2. Learn social skills. It will do you a world of good, both in your personal happiness and your ability to network a professional life. One of the best ways to do that is to go out and meet people.
3. Learn to tell apart real friends, who will have your back when shit's hitting the fan, from fair weather friends, who will abandon you the moment it gets inconvenient for them. Don't deceive yourself that your nicest friends must be your best friends. Sometimes, they're your fakest friends. Sincerity and strength of character matters more than social niceties and the ability to speak pleasant words if you're looking for true friends.
4. Playing games where you have to carefully read who is lying (like mafia, Among Us, or poker) can do you a world of good with your bullshit detection skills. Having bullshit detection skills is great and will help you weed out fake people from genuine people.

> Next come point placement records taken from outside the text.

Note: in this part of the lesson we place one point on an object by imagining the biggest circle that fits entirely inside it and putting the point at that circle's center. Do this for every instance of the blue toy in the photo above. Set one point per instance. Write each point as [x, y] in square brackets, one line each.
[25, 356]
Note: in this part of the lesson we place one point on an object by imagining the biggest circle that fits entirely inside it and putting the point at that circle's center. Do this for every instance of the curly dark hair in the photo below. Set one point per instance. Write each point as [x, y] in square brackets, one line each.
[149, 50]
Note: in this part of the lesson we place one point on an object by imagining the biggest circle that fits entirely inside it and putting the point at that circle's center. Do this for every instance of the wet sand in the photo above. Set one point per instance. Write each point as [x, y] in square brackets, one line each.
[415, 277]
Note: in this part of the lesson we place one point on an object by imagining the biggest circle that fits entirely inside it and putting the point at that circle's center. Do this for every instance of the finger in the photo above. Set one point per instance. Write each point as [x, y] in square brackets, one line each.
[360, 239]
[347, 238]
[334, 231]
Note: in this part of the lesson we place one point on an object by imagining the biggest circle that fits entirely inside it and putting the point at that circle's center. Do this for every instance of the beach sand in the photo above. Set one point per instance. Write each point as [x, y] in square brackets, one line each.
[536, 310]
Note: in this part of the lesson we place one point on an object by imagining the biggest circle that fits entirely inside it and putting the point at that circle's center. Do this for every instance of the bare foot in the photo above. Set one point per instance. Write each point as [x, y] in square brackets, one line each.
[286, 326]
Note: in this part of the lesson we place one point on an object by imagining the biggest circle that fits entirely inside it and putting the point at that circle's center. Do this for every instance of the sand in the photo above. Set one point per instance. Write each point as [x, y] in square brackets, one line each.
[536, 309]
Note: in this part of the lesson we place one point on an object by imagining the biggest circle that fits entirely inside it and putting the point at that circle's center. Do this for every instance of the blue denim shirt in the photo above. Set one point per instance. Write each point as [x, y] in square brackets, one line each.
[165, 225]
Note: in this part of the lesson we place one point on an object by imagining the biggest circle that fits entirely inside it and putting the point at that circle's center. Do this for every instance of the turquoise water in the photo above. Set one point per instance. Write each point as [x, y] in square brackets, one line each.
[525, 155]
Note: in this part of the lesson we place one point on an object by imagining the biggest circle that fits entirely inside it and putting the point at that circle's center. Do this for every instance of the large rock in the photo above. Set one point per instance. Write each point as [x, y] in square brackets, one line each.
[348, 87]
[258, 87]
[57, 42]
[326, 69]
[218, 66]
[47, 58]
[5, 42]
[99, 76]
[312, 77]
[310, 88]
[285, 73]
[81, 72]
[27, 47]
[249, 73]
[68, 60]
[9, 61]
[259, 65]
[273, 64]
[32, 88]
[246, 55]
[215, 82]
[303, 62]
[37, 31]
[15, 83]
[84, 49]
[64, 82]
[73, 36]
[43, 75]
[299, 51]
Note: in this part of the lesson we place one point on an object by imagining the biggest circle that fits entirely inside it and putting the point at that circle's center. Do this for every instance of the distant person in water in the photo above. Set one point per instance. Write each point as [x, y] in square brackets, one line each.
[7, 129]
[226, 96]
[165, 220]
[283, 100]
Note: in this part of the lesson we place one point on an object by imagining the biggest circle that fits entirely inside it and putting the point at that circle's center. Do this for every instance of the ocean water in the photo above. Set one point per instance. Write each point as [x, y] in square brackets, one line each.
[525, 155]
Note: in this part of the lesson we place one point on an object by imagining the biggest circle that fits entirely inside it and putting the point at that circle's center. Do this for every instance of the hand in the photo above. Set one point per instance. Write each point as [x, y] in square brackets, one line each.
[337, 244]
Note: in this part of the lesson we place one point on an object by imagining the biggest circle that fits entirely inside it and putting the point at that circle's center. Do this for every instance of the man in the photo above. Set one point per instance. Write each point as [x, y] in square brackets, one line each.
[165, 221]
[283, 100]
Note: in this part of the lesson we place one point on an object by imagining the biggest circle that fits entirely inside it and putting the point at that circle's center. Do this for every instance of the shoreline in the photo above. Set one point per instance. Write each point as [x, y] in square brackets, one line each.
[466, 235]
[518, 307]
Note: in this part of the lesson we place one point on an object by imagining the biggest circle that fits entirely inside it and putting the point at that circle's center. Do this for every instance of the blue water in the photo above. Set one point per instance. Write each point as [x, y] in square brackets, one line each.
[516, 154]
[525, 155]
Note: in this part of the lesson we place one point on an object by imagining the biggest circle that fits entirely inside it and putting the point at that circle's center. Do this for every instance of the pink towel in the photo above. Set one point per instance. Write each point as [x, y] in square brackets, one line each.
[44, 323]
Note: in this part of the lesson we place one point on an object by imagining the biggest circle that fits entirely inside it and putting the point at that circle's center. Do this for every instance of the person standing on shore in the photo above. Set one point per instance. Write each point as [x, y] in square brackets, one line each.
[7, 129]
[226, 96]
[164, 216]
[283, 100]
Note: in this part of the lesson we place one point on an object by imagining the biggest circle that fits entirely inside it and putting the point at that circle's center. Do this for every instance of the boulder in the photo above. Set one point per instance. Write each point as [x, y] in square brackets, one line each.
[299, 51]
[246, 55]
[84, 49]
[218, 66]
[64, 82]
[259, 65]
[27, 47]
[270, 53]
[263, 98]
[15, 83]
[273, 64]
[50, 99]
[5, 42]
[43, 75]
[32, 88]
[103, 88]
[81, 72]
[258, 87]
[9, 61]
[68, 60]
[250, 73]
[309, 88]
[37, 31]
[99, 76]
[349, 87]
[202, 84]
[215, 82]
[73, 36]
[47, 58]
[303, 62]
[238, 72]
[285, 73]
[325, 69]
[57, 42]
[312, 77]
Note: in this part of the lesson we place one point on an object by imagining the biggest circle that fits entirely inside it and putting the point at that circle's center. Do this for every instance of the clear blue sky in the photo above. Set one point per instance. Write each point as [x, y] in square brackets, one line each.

5. Consider getting a hobby you can learn and grow from, whether it's reading, carpentry, sewing (this is a useful life skill, motherfucker - it makes your clothes last), fitness, hiking, or doing Mark Rober shit, and try to meet new people who will give you new ideas doing it.
6. Avoid buying "stretch pants" or pants that have any amount of elastine in them. Those things rip apart too easily, practically by design (it's called "planned obsolescence"), so you'll have to buy new ones. Get 100% (not 99.8%) cotton or whatever fabrics instead.